Già un paio di anni prima che morisse ne decretai il lutto tanto che quelle poche volte visto in vita lo attraversavo come fosse morto, uno spettro, tanto che entrando nella Tana lo incontrai nella bara così rimpicciolito, trasparente, quasi evanescente, lo vidi già dipinto come un affresco. Era un affresco. Era sereno. Ero sereno. Aveva un’aura che lo rendeva bello come mai lo avevo visto in vita. Ho ringraziato il suo cadavere perché mi donava un punto di vista inedito tra la vita e il seppellimento di una vita: era cadavere, ultimo accesso di quanto è stato un corpo vissuto, simulacro, una svista. Io sono l’idiota,pittore.

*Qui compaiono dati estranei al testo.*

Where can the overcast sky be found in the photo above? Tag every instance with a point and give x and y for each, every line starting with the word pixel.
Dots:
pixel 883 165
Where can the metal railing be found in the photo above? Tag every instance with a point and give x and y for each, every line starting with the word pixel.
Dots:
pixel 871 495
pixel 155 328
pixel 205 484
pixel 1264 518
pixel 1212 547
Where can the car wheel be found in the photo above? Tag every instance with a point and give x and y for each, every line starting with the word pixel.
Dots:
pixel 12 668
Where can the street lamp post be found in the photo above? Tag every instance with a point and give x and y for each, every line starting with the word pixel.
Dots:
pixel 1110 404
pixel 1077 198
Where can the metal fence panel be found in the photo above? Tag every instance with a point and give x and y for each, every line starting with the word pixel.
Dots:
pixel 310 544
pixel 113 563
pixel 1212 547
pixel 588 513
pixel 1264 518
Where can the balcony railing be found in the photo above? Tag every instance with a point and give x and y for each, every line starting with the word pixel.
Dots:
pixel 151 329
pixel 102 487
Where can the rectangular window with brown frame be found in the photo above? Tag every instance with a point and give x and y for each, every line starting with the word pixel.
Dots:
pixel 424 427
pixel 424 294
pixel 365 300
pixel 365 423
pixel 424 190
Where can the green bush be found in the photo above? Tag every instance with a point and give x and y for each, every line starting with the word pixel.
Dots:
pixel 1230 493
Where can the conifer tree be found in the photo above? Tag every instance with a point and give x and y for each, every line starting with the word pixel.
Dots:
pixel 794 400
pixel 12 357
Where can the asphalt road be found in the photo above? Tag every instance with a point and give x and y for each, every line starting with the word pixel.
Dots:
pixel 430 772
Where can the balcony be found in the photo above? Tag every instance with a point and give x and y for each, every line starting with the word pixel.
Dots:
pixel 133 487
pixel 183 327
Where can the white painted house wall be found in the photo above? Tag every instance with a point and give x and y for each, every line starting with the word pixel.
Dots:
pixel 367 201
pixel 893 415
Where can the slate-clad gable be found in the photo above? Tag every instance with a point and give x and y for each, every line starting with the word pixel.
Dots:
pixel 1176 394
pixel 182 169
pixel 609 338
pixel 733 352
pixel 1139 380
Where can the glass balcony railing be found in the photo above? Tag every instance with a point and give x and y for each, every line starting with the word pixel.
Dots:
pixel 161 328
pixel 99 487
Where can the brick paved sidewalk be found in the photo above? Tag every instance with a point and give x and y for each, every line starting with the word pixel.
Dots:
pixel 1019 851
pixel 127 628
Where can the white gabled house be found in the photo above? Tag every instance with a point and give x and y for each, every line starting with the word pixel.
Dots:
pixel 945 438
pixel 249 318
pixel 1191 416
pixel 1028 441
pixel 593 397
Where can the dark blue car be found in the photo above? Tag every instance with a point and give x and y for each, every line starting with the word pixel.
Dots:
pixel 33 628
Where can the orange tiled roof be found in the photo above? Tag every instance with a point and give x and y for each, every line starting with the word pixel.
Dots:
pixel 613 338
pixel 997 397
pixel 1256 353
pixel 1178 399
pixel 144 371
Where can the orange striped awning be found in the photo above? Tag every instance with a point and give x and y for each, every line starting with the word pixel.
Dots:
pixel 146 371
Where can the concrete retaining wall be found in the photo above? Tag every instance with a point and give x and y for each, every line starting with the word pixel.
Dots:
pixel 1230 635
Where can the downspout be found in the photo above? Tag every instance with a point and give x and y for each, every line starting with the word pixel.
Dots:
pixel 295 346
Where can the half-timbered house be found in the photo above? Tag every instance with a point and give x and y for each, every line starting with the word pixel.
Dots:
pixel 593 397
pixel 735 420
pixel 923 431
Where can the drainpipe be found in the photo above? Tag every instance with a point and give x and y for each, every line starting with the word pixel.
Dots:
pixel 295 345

È mezzanotte e il coro di cani comincia a diffondersi prima del previsto, ma confido nella notte profonda. Generalmente in queste notti prima del coro mi sveglia una musica, un carillon triste, quindi i cani cominciano il lamento. È un lamento malinconico che nella notte profonda mi proietta su altre notti, lontane e ormai dimenticate, perse anche per chi mi era vicino allora, bambino. Fantasticavo sul fischio del trenino notturno e su mio padre assente, che non conoscevo. Il coro adesso tace. È possibile, come spero, torni verso le ore profonde della notte, le tre o le quattro del mattino. Gianluca dice di sentirlo verso le cinque, sei. Sento il mio respiro affannoso, la sete, il sonno, i sogni che ho fatto in questo posto incantevole, nel giardino di casa Collica. Passa una moto. È ancora troppo presto perché i fantasmi siano tutti svegli.
Ore 4:34.
È come un fischietto, o piffero stonato che suona e sveglia il coro dei cani. Dura pochissimo, alcuni secondi, il tempo di suonare una melodia sbrindellata come fosse una sveglia, un allarme e si scatena una caciara canina lamentosa, spaventosa. Nel sogno una fiumara di gente attraversa una via che era schermo luminosissimo. Ero assieme ad alcuni bambini finché dinanzi alcuni attori hanno iniziato a cantare. Dopodiché, come uscenti da costole di via, a destra e a manca, alcune bambine dalle voci possenti e androgine, vestite con armature verdi, uscirono disorientando la gente lungo la passeggiata. Cercavamo Qui, Quo, Qua ma fino a quel momento non li avevamo trovati. I bambini, curiosi, chattavano e la ricerca in rete fu bruscamente interrotta dal canto, triste, ancora udibile adesso, di un barbagianni. Annunciavano la vittoria di una giovane pittrice che sapevo che avrebbe avuto successo già da alcuni anni. Giuliana Rosso. Nel frattempo, tutto s’era spento e andammo in cerca di una gelateria in una notte fonda, l’ultima trascorsa qui dove i cani, a frotte, inseguono un suono brillante di un piffero, e piangono.
Canta il primo gallo.
I cani dormono adesso. Io sono stanco.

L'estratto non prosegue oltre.